Aubin-Mercier prévoit rester sur l’île pendant au moins un mois, après quoi il réévaluera ses options. Mais il sait que chaque journée qui commence pourrait être la dernière de son périple. Les discussions qui ont cours sur le sort qui devrait être réservé aux voyageurs canadiens à l’étranger l’inquiètent et il ignore si le changement qui s’opère à la présidence des États-Unis aura un impact sur ses déplacements.     

« On est tellement dans le noir présentement que je ne veux pas me prononcer. [...] Mais je devais prendre une décision. Ça n’a pas été une décision facile. J’ai zéro le goût d’être ici. Ça me fait de la peine. Je ne comprends pas pourquoi je dois quitter mon pays, ma famille. C’est juste tough. Mais bon, au moins il fait soleil, il fait beau et le monde me déteste sur Instagram! »

« La plus dure année de ma vie »

Entre ses blagues et ses éclats de rire habituels, Aubin-Mercier peine à cacher sa tristesse. Les derniers mois ont mis sa joie de vivre à rude épreuve et l’année 2021 s’amorce sans la personne qui l’a le plus aidé à garder le sourire, sa fille Lily-Anne.  

« Je te dirais que c’est la plus dure année de ma vie.
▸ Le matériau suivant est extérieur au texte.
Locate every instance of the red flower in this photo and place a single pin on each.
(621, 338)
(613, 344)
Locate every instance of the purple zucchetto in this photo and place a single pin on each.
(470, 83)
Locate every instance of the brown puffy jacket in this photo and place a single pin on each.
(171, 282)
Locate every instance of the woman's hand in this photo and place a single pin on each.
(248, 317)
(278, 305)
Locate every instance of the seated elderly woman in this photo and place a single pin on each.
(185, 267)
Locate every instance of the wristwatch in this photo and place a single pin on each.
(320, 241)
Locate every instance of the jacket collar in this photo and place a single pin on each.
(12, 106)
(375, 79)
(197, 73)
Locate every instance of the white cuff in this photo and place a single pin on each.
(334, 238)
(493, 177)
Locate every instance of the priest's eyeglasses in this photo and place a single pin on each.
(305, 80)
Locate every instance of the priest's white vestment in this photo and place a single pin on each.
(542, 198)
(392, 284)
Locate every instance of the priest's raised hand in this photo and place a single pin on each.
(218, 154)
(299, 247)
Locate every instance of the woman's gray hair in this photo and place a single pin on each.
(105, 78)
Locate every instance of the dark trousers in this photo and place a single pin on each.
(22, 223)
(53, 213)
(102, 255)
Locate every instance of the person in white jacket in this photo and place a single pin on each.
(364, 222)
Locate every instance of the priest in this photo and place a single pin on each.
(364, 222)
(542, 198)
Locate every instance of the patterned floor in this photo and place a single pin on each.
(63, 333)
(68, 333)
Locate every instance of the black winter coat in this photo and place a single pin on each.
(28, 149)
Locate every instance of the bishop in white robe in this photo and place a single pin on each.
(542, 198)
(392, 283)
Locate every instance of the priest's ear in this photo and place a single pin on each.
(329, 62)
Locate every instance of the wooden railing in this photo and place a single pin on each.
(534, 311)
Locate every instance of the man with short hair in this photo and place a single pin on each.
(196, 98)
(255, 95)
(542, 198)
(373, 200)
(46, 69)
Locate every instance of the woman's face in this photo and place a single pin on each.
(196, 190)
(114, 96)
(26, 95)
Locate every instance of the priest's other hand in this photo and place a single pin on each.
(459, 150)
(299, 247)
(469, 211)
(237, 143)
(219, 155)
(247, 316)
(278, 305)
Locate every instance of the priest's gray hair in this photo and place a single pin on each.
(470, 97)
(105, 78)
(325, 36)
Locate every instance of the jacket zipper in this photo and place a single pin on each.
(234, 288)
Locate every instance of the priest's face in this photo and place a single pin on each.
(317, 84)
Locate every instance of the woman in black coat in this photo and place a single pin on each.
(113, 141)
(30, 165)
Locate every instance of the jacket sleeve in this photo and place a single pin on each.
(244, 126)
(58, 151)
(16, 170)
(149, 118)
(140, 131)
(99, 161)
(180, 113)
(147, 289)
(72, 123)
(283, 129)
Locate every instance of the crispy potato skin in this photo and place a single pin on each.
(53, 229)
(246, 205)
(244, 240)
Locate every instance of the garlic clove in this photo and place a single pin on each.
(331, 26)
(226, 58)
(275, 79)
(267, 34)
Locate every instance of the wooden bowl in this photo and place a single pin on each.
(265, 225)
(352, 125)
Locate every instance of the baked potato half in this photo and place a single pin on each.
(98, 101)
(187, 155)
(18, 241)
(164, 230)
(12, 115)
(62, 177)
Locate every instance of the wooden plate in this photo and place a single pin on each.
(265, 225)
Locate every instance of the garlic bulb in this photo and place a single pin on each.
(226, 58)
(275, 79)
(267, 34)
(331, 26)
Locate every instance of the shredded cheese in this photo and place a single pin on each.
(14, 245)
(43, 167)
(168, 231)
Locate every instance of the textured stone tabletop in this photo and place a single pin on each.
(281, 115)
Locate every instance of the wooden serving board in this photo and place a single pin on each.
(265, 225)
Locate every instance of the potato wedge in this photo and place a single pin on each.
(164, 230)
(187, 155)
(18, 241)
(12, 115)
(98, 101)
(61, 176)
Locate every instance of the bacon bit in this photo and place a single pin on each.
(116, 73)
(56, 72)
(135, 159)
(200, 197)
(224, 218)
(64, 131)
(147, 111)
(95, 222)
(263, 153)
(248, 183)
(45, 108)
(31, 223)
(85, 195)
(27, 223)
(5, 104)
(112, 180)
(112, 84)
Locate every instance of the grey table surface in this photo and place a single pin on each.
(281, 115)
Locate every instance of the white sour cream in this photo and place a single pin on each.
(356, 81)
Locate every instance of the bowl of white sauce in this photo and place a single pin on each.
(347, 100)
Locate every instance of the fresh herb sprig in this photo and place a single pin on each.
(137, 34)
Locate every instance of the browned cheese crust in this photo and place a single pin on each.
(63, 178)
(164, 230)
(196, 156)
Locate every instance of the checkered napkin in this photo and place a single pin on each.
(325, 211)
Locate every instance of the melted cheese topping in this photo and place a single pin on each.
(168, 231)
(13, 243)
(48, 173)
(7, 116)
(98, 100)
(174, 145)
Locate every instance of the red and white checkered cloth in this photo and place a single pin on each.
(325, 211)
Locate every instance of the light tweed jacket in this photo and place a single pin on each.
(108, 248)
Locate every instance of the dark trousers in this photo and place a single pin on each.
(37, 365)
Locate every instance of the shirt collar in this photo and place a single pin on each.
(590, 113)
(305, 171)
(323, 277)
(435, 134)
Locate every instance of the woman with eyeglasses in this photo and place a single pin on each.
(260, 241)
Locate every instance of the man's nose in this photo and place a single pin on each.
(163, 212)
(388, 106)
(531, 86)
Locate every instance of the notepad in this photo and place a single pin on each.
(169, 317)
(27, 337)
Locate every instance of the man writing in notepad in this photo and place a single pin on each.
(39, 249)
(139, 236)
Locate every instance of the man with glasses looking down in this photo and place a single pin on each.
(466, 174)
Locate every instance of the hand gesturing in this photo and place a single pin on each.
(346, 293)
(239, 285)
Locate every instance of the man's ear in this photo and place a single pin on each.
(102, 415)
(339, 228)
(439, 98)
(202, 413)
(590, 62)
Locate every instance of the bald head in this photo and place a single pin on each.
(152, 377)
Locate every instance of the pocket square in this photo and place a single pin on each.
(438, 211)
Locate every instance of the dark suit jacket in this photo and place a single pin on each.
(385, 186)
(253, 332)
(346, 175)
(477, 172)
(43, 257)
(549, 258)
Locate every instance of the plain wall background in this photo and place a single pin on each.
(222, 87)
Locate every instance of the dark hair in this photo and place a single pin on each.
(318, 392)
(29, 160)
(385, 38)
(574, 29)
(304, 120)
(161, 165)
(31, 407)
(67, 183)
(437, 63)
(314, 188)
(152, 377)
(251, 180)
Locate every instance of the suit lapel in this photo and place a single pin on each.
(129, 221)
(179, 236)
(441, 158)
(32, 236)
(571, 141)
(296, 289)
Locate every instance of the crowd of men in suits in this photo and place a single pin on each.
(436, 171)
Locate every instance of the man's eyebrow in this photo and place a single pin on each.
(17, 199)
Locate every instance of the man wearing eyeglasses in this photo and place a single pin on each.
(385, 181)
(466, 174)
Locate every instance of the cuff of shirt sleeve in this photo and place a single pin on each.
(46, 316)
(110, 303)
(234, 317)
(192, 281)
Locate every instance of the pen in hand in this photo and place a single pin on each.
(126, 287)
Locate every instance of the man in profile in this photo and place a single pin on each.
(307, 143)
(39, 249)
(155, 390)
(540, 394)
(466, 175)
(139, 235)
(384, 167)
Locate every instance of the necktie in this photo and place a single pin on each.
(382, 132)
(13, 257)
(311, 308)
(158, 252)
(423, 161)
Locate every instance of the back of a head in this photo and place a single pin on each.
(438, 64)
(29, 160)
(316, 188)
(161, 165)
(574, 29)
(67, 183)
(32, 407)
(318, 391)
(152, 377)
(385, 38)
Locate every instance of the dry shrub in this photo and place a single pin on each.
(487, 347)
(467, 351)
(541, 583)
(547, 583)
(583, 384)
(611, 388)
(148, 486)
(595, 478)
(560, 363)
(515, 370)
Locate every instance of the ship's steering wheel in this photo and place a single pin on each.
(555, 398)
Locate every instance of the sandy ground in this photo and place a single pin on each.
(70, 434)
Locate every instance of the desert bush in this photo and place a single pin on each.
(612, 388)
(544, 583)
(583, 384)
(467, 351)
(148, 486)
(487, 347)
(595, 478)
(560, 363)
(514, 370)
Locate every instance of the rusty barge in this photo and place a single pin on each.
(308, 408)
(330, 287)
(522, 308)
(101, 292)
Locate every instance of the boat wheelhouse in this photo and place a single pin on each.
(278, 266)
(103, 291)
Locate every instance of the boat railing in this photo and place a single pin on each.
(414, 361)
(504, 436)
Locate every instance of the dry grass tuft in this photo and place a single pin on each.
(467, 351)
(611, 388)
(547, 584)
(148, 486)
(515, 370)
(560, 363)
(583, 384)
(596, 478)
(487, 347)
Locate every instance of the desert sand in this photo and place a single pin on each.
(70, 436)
Je pensais que c’était tough avoir une défaite. Je pensais que c’était tough avoir trois défaites de suite! Pis c’est rien, t’sais. Pour vrai, une chance qu’elle est là. C’est elle qui mettait du bonheur dans ma vie. Je ne faisais plus rien. Je pense que je suis quelqu’un de fonceur, et là on m’empêche de faire ce que j’aime. Oui, je trouve ça vraiment difficile. »

« Mais je ne vais pas jouer la victime, renchérit-il. Je suis vraiment triste pour ceux qui n’ont pas de but présentement, qui sont obligés de rester chez eux. Ok, là, j’ai un peu d’émotion parce que j’ai été obligé de venir ici, mais ça, ce n’est pas grave, il n’y a rien là. Au moins j’ai un but. J’ai quelque chose, je m’entraîne, je vais pouvoir me battre. J’ai un but et c’est ce qui me motive présentement. Je pense que je suis chanceux pour ça. »

Aubin-Mercier se console aussi d’avoir été relativement épargné par le virus de la COVID-19, qu’il a contracté au mois de décembre. À l’exception d’une petite toux, de légers maux de tête et d’une histoire abracadabrante qui parle d’odorat perdu et de repas brûlé, il s’en est bien tiré.

Et c’est lorsqu’il se dit que la chance ne pourra rien pour lui lorsqu’il entrera de nouveau dans la cage que son exil prend tout son sens.

« Je ne pouvais pas faire mon camp [dans les conditions qui existent au Québec]. J’aurais eu plus de chances d’avoir des séquelles de mon prochain combat que du corona », raisonne-t-il.